Na velha lei, não se previa qualquer revisão. Na nova, nenhuma decisão é definitiva. A sentença pode ser revista em qualquer altura. A revisão pode ser pedida pelo próprio, pelo acompanhante ou pelo Ministério Público. Por lei, pelo menos de cinco em cinco anos o caso tem de ser reapreciado pelo tribunal.

 “A expectativa que eu tenho é que este processo seja mais ágil, agora que se tornou mais simples, que não se colocam muitas das dificuldades que se colocavam e em que o juiz tem uma grande margem ao nível da decisão e ao nível das medidas de acompanhamento a decretar”, diz a ministra da Justiça. “Estou convencida de que essas situações serão resolvidas com alguma celeridade.”

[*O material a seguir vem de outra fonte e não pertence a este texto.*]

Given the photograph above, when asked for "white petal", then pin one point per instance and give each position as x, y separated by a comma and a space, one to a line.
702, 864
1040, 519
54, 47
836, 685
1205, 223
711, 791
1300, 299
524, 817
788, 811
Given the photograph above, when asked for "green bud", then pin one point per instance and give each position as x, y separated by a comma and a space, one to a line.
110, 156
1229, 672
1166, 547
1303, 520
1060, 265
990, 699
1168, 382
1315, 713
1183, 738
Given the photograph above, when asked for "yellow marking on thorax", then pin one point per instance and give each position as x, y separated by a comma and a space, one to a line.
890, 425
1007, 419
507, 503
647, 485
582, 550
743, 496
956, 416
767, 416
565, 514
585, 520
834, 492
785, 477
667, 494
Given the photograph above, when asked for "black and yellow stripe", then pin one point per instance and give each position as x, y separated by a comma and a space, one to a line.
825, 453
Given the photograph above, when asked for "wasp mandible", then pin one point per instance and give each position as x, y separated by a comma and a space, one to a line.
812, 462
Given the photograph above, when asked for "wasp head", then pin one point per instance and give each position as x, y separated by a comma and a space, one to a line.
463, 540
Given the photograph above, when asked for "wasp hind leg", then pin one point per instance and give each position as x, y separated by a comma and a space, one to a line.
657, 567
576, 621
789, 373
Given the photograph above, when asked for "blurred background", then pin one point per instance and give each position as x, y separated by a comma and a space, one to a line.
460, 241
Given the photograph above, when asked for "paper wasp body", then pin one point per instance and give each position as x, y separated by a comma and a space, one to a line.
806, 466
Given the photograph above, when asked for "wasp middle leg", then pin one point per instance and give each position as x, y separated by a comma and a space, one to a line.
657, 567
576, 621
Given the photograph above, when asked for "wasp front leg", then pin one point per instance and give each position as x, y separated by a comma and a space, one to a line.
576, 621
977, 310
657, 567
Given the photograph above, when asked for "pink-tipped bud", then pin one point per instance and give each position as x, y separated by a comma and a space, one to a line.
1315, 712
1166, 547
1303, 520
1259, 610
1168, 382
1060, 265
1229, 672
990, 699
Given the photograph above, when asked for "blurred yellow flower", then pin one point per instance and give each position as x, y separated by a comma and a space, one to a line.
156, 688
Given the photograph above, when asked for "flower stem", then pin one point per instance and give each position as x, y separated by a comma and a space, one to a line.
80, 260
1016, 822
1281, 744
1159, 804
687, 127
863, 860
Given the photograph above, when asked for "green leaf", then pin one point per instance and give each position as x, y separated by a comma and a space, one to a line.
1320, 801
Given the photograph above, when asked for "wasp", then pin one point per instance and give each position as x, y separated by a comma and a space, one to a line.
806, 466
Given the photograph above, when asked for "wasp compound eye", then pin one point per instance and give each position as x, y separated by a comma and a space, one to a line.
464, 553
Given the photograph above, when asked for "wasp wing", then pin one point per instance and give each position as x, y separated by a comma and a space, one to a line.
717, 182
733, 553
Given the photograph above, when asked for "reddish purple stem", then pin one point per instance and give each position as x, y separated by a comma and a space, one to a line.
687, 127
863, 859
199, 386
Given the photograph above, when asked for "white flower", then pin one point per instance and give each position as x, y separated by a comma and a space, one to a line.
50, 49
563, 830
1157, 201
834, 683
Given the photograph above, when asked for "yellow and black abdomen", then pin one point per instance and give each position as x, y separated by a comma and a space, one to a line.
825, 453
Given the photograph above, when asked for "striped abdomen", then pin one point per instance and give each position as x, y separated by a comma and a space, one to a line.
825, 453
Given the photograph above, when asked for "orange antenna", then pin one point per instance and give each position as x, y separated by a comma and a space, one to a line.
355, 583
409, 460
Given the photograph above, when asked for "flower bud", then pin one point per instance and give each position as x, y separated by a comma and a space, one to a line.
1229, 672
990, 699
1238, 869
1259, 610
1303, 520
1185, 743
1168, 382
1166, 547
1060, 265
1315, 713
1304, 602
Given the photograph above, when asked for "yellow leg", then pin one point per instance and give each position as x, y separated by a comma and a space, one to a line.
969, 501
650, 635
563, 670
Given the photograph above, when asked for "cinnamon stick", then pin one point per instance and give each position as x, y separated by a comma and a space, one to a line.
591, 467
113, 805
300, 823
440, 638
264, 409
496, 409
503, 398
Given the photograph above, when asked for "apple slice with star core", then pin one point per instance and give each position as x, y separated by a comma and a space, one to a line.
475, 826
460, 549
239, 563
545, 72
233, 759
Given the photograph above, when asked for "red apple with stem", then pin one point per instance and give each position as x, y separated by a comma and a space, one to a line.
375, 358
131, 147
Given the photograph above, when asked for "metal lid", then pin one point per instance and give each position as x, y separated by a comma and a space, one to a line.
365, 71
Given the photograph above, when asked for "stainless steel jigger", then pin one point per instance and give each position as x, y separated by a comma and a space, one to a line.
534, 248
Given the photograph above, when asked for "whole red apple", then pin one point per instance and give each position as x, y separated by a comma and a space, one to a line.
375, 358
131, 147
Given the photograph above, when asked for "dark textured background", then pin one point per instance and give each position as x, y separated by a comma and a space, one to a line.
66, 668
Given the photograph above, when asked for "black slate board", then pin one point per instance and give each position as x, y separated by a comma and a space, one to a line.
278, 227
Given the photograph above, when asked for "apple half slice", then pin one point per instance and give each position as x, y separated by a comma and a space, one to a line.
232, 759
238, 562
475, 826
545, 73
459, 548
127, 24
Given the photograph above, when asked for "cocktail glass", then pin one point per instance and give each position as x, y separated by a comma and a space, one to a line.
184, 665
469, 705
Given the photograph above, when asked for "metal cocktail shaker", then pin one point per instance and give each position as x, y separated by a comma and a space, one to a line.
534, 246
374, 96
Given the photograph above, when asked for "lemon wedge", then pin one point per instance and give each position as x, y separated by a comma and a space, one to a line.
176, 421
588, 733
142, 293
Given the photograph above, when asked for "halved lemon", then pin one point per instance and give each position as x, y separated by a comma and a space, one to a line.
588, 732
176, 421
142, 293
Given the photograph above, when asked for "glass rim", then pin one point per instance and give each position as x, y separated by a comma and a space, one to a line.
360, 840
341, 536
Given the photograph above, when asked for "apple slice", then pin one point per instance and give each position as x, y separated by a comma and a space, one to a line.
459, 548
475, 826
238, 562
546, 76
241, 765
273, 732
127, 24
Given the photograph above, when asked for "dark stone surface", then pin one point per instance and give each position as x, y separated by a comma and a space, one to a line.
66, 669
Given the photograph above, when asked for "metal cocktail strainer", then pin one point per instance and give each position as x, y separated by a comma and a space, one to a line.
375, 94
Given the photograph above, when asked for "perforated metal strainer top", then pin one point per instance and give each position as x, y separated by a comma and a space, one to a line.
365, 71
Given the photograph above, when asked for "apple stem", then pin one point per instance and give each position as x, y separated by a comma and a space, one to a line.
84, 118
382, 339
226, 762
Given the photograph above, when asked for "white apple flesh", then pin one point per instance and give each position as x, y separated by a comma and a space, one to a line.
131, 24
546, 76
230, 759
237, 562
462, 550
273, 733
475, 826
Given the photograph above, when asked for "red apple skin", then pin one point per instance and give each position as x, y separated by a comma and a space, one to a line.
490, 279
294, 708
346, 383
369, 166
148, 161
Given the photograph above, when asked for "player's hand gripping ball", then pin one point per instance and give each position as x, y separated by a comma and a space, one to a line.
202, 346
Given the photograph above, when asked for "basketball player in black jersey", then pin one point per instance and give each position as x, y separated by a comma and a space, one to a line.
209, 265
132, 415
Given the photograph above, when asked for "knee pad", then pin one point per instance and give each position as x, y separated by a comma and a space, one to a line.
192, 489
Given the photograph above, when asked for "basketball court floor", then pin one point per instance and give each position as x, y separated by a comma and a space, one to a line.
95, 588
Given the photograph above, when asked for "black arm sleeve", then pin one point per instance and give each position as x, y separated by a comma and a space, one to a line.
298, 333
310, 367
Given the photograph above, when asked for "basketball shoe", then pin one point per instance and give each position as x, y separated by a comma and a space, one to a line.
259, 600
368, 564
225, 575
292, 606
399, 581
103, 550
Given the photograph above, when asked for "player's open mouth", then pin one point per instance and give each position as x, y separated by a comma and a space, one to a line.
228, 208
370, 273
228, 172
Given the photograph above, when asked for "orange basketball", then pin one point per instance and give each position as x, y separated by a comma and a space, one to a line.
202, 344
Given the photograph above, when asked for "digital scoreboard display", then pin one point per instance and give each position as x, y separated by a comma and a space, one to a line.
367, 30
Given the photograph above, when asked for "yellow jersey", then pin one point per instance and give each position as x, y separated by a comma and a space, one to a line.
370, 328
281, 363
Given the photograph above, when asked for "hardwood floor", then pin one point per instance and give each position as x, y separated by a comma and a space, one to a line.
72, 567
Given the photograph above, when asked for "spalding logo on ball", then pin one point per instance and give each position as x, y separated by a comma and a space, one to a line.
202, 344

Vê a preparação a acontecer. “O Centro de Estudos Judiciários fez formação a magistrados judiciais e do Ministério Público. Tudo na expectativa de que seja mais fácil absorver o novo sistema”, afirma. Houve sessões em diversas partes do país, organizadas por faculdades de direito das universidades de Lisboa e Porto, pela Alzheimer Portugal e outras entidades. “Eu própria participei na abertura de acções formativa dessa natureza”, afiança. “Há um grande interesse público nesta matéria, que diz respeito a todos.”